Voxel Driven algorithm with large tilt angles
@kylechampley I am talking about projection algorithms and encountering issues with the Voxel Driven (VD) implementation in this toolbox. The VD implementation iterates the indexes of both detector and voxel boundaries, which are mapped onto a common plane, in a regular order. However, if the source or detector is tilted at large angles, the mapped boundaries of both detector and voxels tend to become irregular. This irregularity can cause shifts in the indexes of the corresponding voxel and detector boundaries during the calculation of overlapping areas.
For example, if the "shadow" of the image slice is trapezoidal due to the tilted source and detector, the detector indices can shift downward in rows while the voxel indices count right in columns. This can lead to incorrect index matching between the detector and the image slice. Also, the irregular shapes of intersecting areas begin to distort the rectangular intersection assumption with large tilt angles. Additionally, if the detector is tilted, not only is the image slice affected, but the detector cell boundaries also become trapezoidal on the common plane. I believe this is a critical issue for both the VD and branchless VD algorithms.
Given these observations, can we say that this algorithm was designed only for stable detectors and narrow tilt angles? If so, does this mean that the VD algorithm cannot be effectively used in tomographic imaging? I am trying to determine whether this problem is due to the way the VD algorithm is implemented, or if it is inherent to the theory of VD algorithm itself. Finally, are there any other implementations or methods that address and solve these problems?
Do you mean SF or VD projectors?
LEAP has SF and VD backprojectors. Forward projectors are all SF.
What you are describing is the Separable Footprint (SF) projectors.
Voxel-Driven (VD) projectors do not model the shape or size of the voxels or detector pixels.
If you have large detector rotations, then, yes, the traditional SF projectors have some problems, but I thought I devised ways to deal with these in LEAP. If you can provide an example of the issues you are encountering, then I can see if I can fix the issue.

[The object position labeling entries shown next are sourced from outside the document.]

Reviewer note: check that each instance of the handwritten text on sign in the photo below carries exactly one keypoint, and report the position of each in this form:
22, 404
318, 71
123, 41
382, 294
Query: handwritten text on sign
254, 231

Below link is my issue. It is related to laminography geometry and I can see both LEAP's SF and VD backprojection have same issue to reconstruct volume from such large tilted laminography geometry. As you said before it is the case of the violation of Leap's within 5 degree observation to z-axis. So I guess that it may be related to the limitation of VD algorithm itself. As you can see the below slice, it may be not related to geometry missing points, it may be related to the method of indexing the voxel points which are far from the center of object rotation.
///////////////////////////////////////// https://github.com/LLNL/LEAP/issues/134#issuecomment-2489827596
I replaced the VD back-projection algorithm with distance drive one, then it looks ok for me now. I hope to see some example in leap demo for linear ct too.